Eight vacant townhouses, built in part with a city of Medford grant meant to promote home ownership among low-income families, will likely be sold to serve as permanent housing for the homeless.

Eight vacant townhouses, built in part with a city of Medford grant meant to promote home ownership among low-income families, will likely be sold to serve as permanent housing for the homeless.

Rogue Retreat, a Medford-based nonprofit, plans to buy the properties from the Medford nonprofit Rogue Valley Community Development Corporation to provide housing for homeless individuals and families, and will provide support services to help them improve their lives.

"It is a good thing for the community," said Chad McComas, board chairman for Rogue Retreat. "We are taking houses that have just been sitting empty. These units will be available to people who normally don't have the opportunity to rent."

The houses at the intersection of 11th and Grape streets have been sitting vacant for more than a year because RVCDC was unable to find qualified low-income buyers.
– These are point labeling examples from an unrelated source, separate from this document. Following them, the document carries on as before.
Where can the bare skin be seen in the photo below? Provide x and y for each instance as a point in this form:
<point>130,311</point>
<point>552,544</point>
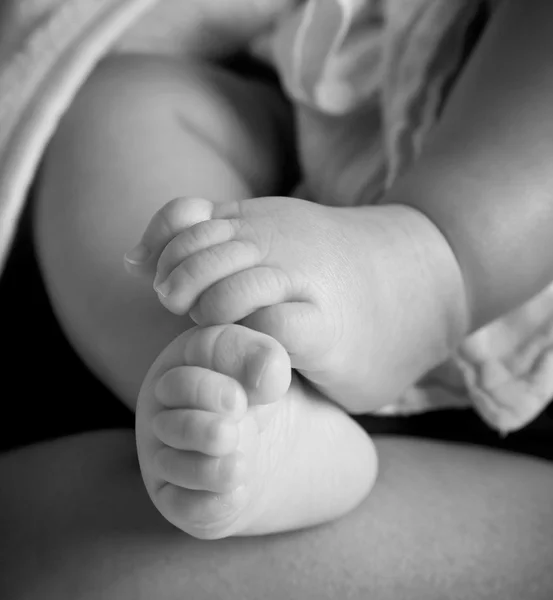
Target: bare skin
<point>445,521</point>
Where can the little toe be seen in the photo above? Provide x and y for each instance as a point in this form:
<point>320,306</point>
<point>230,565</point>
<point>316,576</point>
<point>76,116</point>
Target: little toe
<point>171,219</point>
<point>300,328</point>
<point>195,471</point>
<point>194,275</point>
<point>202,389</point>
<point>239,295</point>
<point>193,239</point>
<point>204,515</point>
<point>196,430</point>
<point>254,359</point>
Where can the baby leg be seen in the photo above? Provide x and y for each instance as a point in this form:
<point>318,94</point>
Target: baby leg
<point>142,131</point>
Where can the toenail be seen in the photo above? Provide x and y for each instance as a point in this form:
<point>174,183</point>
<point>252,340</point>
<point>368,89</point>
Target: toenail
<point>163,289</point>
<point>138,255</point>
<point>229,400</point>
<point>258,365</point>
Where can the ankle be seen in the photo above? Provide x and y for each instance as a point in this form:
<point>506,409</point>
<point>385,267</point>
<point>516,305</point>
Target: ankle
<point>431,282</point>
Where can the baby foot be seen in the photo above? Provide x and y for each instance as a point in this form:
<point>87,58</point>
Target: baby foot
<point>226,448</point>
<point>359,297</point>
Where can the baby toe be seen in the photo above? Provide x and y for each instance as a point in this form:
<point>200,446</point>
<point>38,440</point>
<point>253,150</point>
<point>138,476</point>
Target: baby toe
<point>202,389</point>
<point>194,430</point>
<point>195,471</point>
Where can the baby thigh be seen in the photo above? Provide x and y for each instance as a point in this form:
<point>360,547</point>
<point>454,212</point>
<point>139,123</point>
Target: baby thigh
<point>142,131</point>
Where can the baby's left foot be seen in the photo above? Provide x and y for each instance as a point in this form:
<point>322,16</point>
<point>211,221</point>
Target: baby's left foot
<point>359,297</point>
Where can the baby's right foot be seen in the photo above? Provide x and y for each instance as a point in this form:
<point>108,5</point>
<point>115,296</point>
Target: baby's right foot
<point>225,448</point>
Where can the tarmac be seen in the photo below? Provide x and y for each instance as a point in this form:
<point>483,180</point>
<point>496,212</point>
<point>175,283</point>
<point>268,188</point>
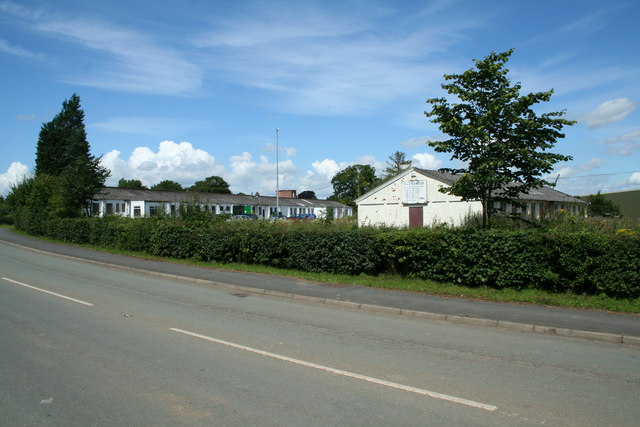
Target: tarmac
<point>608,327</point>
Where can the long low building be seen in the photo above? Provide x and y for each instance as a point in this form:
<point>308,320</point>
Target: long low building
<point>134,203</point>
<point>413,199</point>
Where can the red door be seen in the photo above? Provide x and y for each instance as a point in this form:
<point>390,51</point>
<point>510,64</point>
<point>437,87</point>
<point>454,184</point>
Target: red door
<point>415,216</point>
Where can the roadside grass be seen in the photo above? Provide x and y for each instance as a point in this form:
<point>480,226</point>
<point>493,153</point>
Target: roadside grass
<point>524,296</point>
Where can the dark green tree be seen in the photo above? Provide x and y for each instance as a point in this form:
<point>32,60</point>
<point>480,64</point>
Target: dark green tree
<point>212,184</point>
<point>352,182</point>
<point>5,212</point>
<point>396,164</point>
<point>167,185</point>
<point>495,133</point>
<point>599,205</point>
<point>133,184</point>
<point>63,152</point>
<point>308,194</point>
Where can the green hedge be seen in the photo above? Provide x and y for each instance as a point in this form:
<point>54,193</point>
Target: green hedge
<point>583,262</point>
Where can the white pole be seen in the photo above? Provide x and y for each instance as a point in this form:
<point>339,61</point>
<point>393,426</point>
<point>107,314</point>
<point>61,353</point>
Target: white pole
<point>277,176</point>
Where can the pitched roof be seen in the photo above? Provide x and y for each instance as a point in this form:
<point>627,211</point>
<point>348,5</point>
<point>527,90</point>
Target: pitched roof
<point>114,193</point>
<point>542,194</point>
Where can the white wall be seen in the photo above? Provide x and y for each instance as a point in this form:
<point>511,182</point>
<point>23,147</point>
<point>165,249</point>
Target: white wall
<point>386,206</point>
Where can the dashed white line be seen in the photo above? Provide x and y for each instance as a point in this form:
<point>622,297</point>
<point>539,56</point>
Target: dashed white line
<point>341,372</point>
<point>47,292</point>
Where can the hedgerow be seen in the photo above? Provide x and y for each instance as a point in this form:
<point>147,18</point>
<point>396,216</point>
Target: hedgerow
<point>582,262</point>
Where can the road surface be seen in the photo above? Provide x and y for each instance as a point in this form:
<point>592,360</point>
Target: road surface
<point>84,344</point>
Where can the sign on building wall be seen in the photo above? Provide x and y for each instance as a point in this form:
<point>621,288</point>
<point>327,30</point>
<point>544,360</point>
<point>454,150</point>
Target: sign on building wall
<point>415,192</point>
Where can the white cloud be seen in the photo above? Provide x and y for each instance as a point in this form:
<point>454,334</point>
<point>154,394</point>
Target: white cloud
<point>415,142</point>
<point>570,171</point>
<point>426,161</point>
<point>11,49</point>
<point>249,176</point>
<point>327,62</point>
<point>177,162</point>
<point>131,61</point>
<point>626,144</point>
<point>609,112</point>
<point>146,125</point>
<point>14,174</point>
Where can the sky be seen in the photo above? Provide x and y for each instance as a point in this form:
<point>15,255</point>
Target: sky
<point>182,90</point>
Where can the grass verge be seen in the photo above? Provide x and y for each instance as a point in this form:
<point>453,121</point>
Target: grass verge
<point>526,296</point>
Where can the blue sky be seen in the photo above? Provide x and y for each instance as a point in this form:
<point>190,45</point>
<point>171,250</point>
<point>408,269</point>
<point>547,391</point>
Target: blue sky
<point>184,90</point>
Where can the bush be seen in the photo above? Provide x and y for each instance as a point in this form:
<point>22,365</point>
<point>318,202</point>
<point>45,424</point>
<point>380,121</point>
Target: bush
<point>580,260</point>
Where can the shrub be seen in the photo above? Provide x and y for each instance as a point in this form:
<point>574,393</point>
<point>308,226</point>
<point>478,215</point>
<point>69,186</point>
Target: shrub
<point>579,260</point>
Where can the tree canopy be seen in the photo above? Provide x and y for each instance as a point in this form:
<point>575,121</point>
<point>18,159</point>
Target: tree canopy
<point>396,164</point>
<point>167,185</point>
<point>212,184</point>
<point>599,205</point>
<point>307,194</point>
<point>133,184</point>
<point>352,182</point>
<point>495,133</point>
<point>66,177</point>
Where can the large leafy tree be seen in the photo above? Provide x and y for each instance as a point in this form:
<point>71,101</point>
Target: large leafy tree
<point>495,133</point>
<point>396,164</point>
<point>167,185</point>
<point>212,184</point>
<point>307,194</point>
<point>132,184</point>
<point>63,153</point>
<point>352,182</point>
<point>599,205</point>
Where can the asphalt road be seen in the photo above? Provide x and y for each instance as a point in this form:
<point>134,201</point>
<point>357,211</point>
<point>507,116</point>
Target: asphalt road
<point>85,344</point>
<point>590,324</point>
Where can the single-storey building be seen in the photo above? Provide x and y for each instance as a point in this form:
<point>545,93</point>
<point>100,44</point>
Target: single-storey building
<point>413,199</point>
<point>135,203</point>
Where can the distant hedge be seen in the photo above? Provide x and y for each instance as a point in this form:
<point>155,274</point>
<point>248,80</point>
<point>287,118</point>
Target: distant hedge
<point>583,262</point>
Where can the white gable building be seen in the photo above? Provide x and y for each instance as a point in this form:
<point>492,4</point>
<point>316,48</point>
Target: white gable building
<point>413,199</point>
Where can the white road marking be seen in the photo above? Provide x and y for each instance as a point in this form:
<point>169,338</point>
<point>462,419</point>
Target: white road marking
<point>398,386</point>
<point>47,292</point>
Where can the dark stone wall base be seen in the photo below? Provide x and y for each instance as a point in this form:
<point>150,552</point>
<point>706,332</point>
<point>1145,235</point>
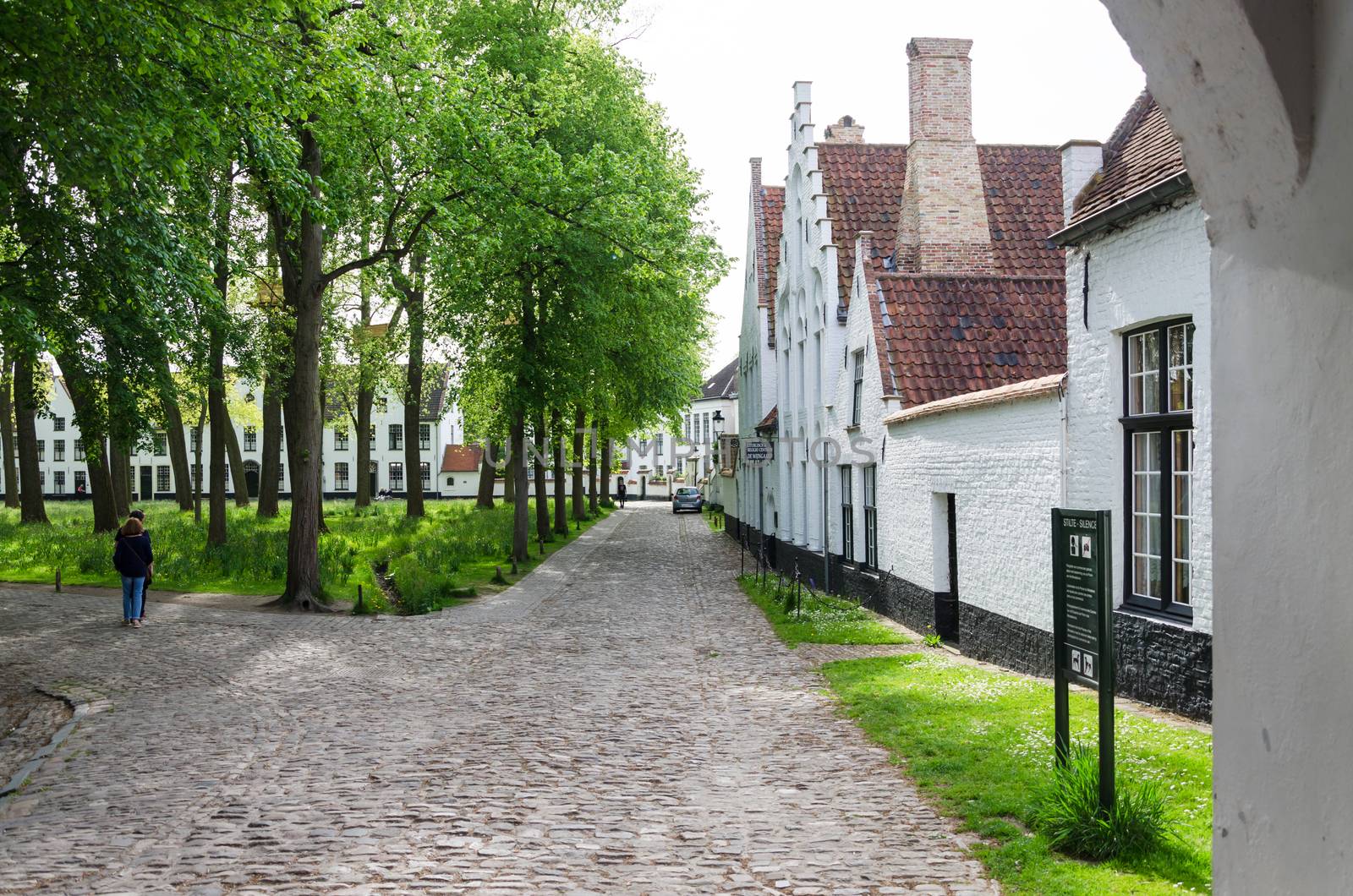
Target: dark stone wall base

A $45,000 city grant meant to provide affordable housing helped pay for the construction of the houses.

In November, the Medford City Council granted a request by RVCDC to change the terms of the grant to allow the houses to be rented instead of sold.

At the time, Medford nonprofit Interfaith Care Community had intended to buy the houses using a state grant and turn them into subsidized rentals for veterans and their families.

Interfaith had been awarded a $870,000 grant from Oregon Housing and Community Services to help buy the townhouses and provide support services.

That sale fell through after Interfaith was given an interest rate on its loan significantly higher than expected, and the nonprofit learned it would not be able to sell the property for any use other than low-income housing for 40 years under the grant terms.

"It was kind a risk for us," said Interfaith executive director Sharon Schreiber. "The board decided it was not a good move for us at this point, It's kind of a shame, but I am a believer that things happen as they should, and Rogue Retreat will do very well there."

OHCS was able to transfer the grant, called Housing Plus, from Interfaith to Rogue Retreat, said Louise Dix, city neighborhood resource coordinator. The bulk of the grant will go toward paying the mortgage on the townhouses.

Rogue Retreat will receive about $208,000 from OHCS over four years to help defray the cost of providing rental subsidies and support services.

Rogue Retreat already operates long-term housing for the homeless at 525 N. Riverside Ave.

McComas said each tenant at the 11th and Grape property will have a caseworker who will help identify things the tenant needs to do to improve his or her life, such as counseling, drug or alcohol treatment or job placement.

Tenants have been found for the townhouses, and there is already a waiting list, he said.

"We are not just talking about people who sleep under bridges," McComas said. "It could be a lady who has escaped a domestic-violence situation and has two kids and has no job, no rental history of her own and has lived in the Dunn House. It could be a person with an alcohol or drug addiction or a person with a lot of eviction notices."

The sale is expected to be finalized by the end of July, and tenants would move in immediately after that, McComas said.